Le 31 décembre 2014, a été mise en recouvrement la somme de 21.419.107,25 euros, due par M. S en suite d’un redressement au titre de son imposition sur les revenus des années 2004 à 2010.
L’administration a assigné M. S et la SCI aux fins de voir constater le caractère fictif de la propriété de la SCI sur les droits et biens immobiliers acquis le 22 juin 2010 et voir déclarer M. S véritable propriétaire de ces biens.
La Cour d’appel (CA Paris, 11 Janvier 2021, n° 18/26735) approuve l’administration :
« Ce faisceau d’éléments a permis d’établir que la partie du prix d’acquisition versée comptant, les échéances du prêt immobilier et les dépenses occasionnées par les travaux d’intérieur, ont été réglées avec les deniers personnels de M. S, qui s’avère être le véritable propriétaire des biens. »
M. S et la SCI se pourvoient en cassation invoquant que la simulation ne se présume pas et que le financement d’une acquisition immobilière par une société civile immobilière peut être réalisé en tout ou partie par des apports en comptes courants de ses associés, sans que cela établisse une quelconque opération de simulation et ce d’autant plus lorsqu’une partie des sommes ainsi apportées est rétrocédée à l’associé qui en a fait l’apport.
La Cour de cassation (Cass. civ. 3, 21 septembre 2022, n° 21-11.372 21-11.676, Inédit) casse l’arrêt d’appel :
« 14. Pour déclarer M. [S] véritable propriétaire des droits et biens immobiliers acquis par la SCI, l’arrêt retient que les sommes versées sur le compte de la SCI par M. [S] ont permis à celle-ci de régler la partie du prix d’acquisition versée comptant, les deux premières annuités des prêts immobiliers qu’elle avait souscrits pour financer cette acquisition ainsi que les travaux d’intérieur et que le volume des opérations constatées sur le compte de la SCI entre 2010 et 2015 est sans commune mesure avec une activité de location.
15. En se déterminant ainsi, par des motifs qui ne suffisent pas à établir que la SCI ne serait pas le véritable acquéreur des biens immobiliers, la cour d’appel n’a pas donné de base légale à sa décision. »

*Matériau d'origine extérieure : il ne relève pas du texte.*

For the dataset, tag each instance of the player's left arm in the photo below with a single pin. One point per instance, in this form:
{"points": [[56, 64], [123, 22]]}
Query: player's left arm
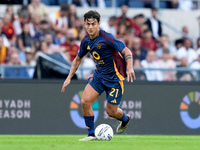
{"points": [[129, 62]]}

Pour consulter la décision :
Décryptage
L’administration fiscale, pour obtenir plus facilement le règlement des sommes dues par M. S, a exercé une action en déclaration de simulation afin de faire constater que les biens immobiliers détenus par la SCI, elle-même détenue par diverses sociétés, étaient en fait la propriété de M. S.
Pour ce faire elle invoque les modalités de financement de l’acquisition des biens par la SCI :
Les biens immobiliers ont été financés :
- Pour partie comptant : la somme a été « apportée » en compte courant d’associé par M. S ;
- Pour partie par financement bancaire : les premières annuités d’emprunt ont été remboursés au moyen de sommes « apportées » en compte courant d’associé par M. S.
En outre, la SCI a fait réaliser des travaux, lesquels ont été financés au moyen de sommes « apportées » en compte courant d’associé par M. S.
De ces modalités de financement, l’administration considère que l’associé qui a apporté les sommes en courant est le véritable propriétaire des biens financés.
La Cour de cassation considère que le simple fait que le financement ait été effectué au moyen de compte courant d’associé ne suffit pas à établir la fictivité de la société.
Certes, cet arrêt n’est pas publié au bulletin mais ce n’est pas la première fois que la Cour de cassation prend cette position.
Voir notamment : Cass. com., 25 juin 1996, n° 93-11.264, Publié au bulletin :
Ne donne pas de base légale à sa décision la cour d’appel qui, pour étendre à une société civile immobilière, la procédure collective ouverte à l’égard d’une société à responsabilité limitée retient, notamment, que des liens étroits existaient entre les deux sociétés par l’identité de leur siège social et de leurs dirigeants et que la SARL n’a été créée que pour » abriter » un actif immobilier entièrement consacré aux besoins de la SARL et de son gérant, dirigeant de fait de la société civile immobilière, dont il assurait la quasi-totalité du financement par l’apport qu’il lui avait fait en compte courant, de tels motifs étant impropres à établir la fictivité ou la confusion des patrimoines de ces deux personnes morales.